Dans les cas de dysmorphophobie très sévères et de dysmorphophobie délirante, le DSM-5 signale que les personnes atteintes de cette forme de trouble peuvent avoir « une plus grande morbidité dans certains domaines », telle qu’une propension accrue aux idées suicidaires.
Traitement de la dysmorphophobie
Quel est le traitement de la dysmorphie ? Pendant la phase de diagnostic, divers tests sont utilisés pour évaluer la dysmorphie corporelle, permettant de l’analyser sous différents angles :
- le Body Dysmorphic Disorder Questionnaire (BDDQ),
- le Body Image Disturbance Questionnaire (BIDQ), et
- le Body Dysmorphic Disorder Examination (BDDE).
Le DSM-5 mentionne que « l’altération du fonctionnement social (par exemple : les activités sociales, les relations et l’intimité), voire l’évitement, est habituelle ».
Comment peut-on donc aider une personne souffrant de dysmorphie ? On peut commencer par être à l’écoute de la personne sans adopter une attitude de jugement, en lui apportant du soutien pendant son parcours de soins.
Parmi les possibles traitements pour la dysmorphophobie, il est conseillé de choisir la psychothérapie, en tant que stratégie indispensable pour le traitement du trouble dysmorphique corporel.
En particulier, la thérapie cognitivo-comportementale et la psychothérapie psychodynamique se sont révélées efficaces pour traiter ce trouble. En fonction des évaluations d’un expert et après l’implication conséquente d’un professionnel spécialisé (tel qu’un psychiatre), la psychothérapie peut être accompagnée de l’administration de médicaments pour la dysmorphophobie, à prendre strictement sous contrôle médical.

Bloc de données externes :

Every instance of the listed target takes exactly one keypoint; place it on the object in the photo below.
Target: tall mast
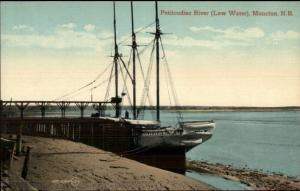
(116, 65)
(157, 37)
(134, 46)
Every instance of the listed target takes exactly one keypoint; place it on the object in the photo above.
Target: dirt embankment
(255, 179)
(57, 164)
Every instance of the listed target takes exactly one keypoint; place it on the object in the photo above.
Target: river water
(265, 141)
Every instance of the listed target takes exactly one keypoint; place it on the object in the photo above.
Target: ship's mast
(157, 37)
(116, 56)
(134, 46)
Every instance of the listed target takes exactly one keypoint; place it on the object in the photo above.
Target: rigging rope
(81, 88)
(147, 81)
(171, 82)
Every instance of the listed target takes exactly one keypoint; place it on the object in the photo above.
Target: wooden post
(25, 165)
(21, 107)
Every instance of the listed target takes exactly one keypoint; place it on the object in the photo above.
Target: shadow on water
(216, 181)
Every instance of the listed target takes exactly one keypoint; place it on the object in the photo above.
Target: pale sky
(51, 48)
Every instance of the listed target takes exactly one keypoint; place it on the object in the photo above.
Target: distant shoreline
(194, 108)
(226, 108)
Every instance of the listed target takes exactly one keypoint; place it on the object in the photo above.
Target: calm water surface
(267, 141)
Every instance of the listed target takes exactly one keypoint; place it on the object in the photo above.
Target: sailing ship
(184, 135)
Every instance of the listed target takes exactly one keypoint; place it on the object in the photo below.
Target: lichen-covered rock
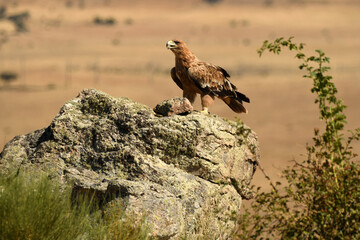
(175, 170)
(174, 106)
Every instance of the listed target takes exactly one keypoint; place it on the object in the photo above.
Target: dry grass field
(64, 51)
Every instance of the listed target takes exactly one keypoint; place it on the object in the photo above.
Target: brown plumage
(196, 77)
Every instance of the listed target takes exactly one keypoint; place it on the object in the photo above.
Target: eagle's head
(176, 46)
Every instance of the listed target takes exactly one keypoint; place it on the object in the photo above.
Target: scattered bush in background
(320, 196)
(19, 21)
(33, 207)
(8, 76)
(104, 21)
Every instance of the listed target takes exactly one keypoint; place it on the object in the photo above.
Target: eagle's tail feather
(235, 105)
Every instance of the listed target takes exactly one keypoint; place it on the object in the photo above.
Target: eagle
(197, 77)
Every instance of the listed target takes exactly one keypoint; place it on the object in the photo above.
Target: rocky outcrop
(176, 170)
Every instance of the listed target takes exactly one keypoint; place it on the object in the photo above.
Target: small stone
(174, 106)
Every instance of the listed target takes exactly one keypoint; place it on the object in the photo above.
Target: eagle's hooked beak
(171, 44)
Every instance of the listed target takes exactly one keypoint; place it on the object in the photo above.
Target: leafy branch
(320, 198)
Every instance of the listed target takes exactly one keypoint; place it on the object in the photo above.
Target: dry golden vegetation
(66, 49)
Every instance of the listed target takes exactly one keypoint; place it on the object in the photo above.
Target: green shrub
(320, 196)
(33, 207)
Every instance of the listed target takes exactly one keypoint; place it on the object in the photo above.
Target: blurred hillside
(119, 48)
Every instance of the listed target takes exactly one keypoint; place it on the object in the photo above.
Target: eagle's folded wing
(212, 80)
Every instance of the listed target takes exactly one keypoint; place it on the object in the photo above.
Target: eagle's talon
(205, 111)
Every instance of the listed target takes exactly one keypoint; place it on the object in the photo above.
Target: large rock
(182, 172)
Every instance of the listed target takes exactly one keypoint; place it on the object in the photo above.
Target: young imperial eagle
(194, 76)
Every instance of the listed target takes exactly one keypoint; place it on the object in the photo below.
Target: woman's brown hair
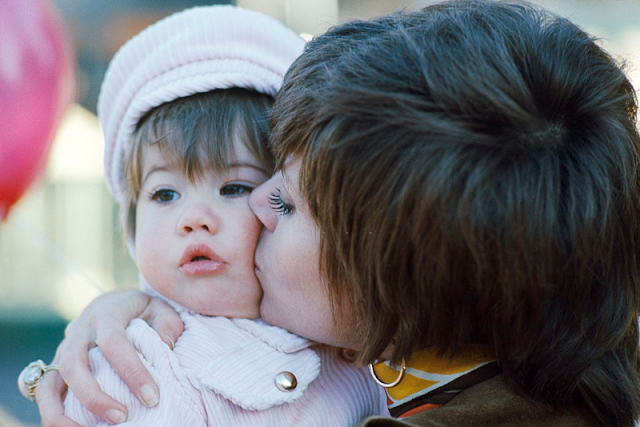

Livres sur la dysmorphophobie
Pour approfondir sur le sujet des dysmorphismes, de l’impact psychologique de la dysmorphie et des possibles traitements, voici quelques livres sur la dysmorphophobie :
- Traiter la dysmorphophobie - L'obsession de l'apparence, Caline Majdalani. Éditions Dunod, 2017.
- Les défauts physiques imaginaires: Comprendre et soigner la dysmorphophobie, Jean Tignol. Éditions Odile Jacob, 2006.